I am the parent of an active and competitive junior exhibitor in Northern California's A/AA circuit, and I have been a dutiful "Pony/Horse Parent" for the past 6-7 years. As a parent of an exhibitor, I believe I would bring a unique perspective to the current NorCal Board.
Outside of horses and shows, I have accumulated a variety of skills that would also prove useful to the Board team. I am particularly analytical by nature, and am a Harvard-trained lawyer who also holds an Engineering degree. I have pursued a variety of professions, ranging from the practice of law to strategy consulting with McKinsey & Co., to Marketing and Change Management at PayPal.
I am currently employed with MUFG (the largest bank you've never heard of!) as a Managing Director and the Head of Solutions Enablement for Transaction Banking business across the Americas, where we are currently in our 4th consecutive year of growing twice as fast as our industry peers. In my professional roles, I have regularly been in positions where I identify and analyze opportunities, and then lead change efforts through to implementation. I have managed teams large and small, but often work in an influence model at the most senior levels of an organization, where persuasion and softer skills become increasingly important factors in leading successful change efforts.
What would you like to contribute as a NorCal board member?
I'm currently interested in identifying a non-profit outlet where I can be engaged more with the Bay Area community, and the NorCal Hunter Jumper Association could not be more well-suited to my interests and skills.
As a new member of the Board, I would be open to working on any committee(s) that most need assistance, but I think that I could be particularly useful in the following capacities:
1) Identifying ways to create/build a charitable arm/Foundation that would enable the organization to open up access to the sport for worthy individuals and/or to deal with devastating crises like this past year's wildlfires. The response of the horse community throughout Northern California this year was incredibly encouraging, but it lacked the kind of infrastructure, process, and planning that this organization could provide for the future, and the time is now for us to prepare for the future.
2) A re-writing of the organization's Rules and By-Laws, to clean up various inconsistencies that have accumulated over the years, and add transparency and clarity for the membership.
3) Leading a review of NorCal's Year End Award point policies, and some of the various unintended consequences that exist therein. As the analytical father of a child who shows often and regularly competes for Year End recognitions, there are a number of well-intentioned scoring policies that NorCal uses which vary from the USEF and PCHA in ways that have the potential for creating unusual results.

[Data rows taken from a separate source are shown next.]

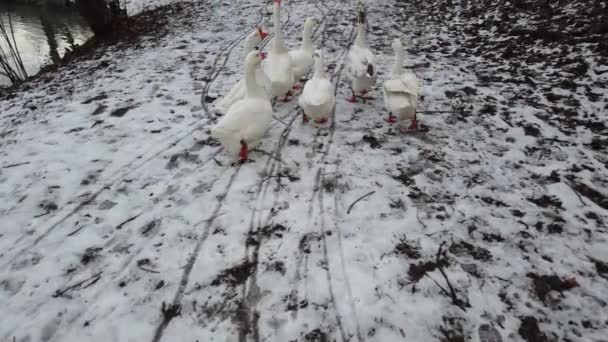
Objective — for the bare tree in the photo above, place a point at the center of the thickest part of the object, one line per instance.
(101, 14)
(11, 63)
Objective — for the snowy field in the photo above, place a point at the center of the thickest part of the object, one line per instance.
(122, 220)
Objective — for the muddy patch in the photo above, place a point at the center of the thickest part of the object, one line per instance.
(236, 275)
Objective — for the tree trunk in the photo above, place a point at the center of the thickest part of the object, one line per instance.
(98, 15)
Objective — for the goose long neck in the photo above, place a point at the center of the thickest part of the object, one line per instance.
(307, 38)
(279, 43)
(398, 66)
(361, 33)
(251, 85)
(319, 69)
(249, 46)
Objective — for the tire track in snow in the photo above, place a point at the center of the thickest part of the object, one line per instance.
(270, 170)
(176, 302)
(130, 167)
(317, 191)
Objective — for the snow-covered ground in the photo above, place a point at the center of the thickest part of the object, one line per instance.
(122, 220)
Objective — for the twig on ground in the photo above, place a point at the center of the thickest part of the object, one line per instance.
(76, 231)
(419, 220)
(95, 278)
(147, 269)
(209, 219)
(15, 165)
(439, 232)
(576, 192)
(359, 199)
(127, 221)
(452, 292)
(43, 214)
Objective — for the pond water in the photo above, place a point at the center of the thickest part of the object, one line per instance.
(42, 33)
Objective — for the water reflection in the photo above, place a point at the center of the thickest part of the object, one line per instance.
(43, 33)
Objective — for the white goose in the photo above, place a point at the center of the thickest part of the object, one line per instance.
(302, 59)
(247, 120)
(238, 90)
(361, 61)
(317, 99)
(401, 92)
(279, 67)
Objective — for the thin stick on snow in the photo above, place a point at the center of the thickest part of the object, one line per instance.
(147, 270)
(576, 192)
(95, 278)
(419, 220)
(359, 199)
(14, 165)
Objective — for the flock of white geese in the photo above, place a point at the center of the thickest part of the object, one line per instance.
(247, 106)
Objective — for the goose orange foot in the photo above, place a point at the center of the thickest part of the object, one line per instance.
(244, 152)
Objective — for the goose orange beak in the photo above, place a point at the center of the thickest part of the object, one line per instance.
(262, 33)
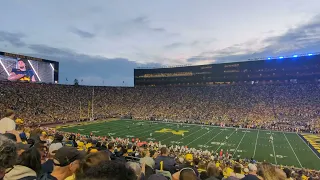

4) Participating as an objective thought-leader (and as a voice for exhibitors when appropriate), in looking for solutions to the conflicts that arose this year over the future of NorCal Finals and where they will be hosted. It would be difficult to overstate the impact of the discord that arose out of this year's bidding process, and exploring methods to reach an amicable accord are surely at the top of everyone's agenda. As a more neutral party, without financial interest in the industry, and with training that is suited to this task, I believe I could be a helpful arbiter in the dialogue and evaluating whether an amicable solution can be reached.
How do you think NorCal can best fulfill the needs of its membership?
This sport is undeniably expensive, but we also live in an area that is blessed to have people who can afford to do this sport at every conceivable level...and when exhibitors are happy and getting value, they open their wallets and train/show...and that is ultimately the source of income for every hunter-jumper horse professional in the region. Sadly, however, that voice of the exhibitor is not one that is easy to "get into the room"...sometimes because the community is still "small" and exhibitors fear reprisal...sometimes because industry professionals always naturally tend to congregate in the leadership of their organizing bodies, and tend to become insular when thinking about how best to grow...but getting that voice of the exhibitor back into the dialogue is precisely what will not only keep the current membership coming back for more, but also the thing that will help that membership to grow!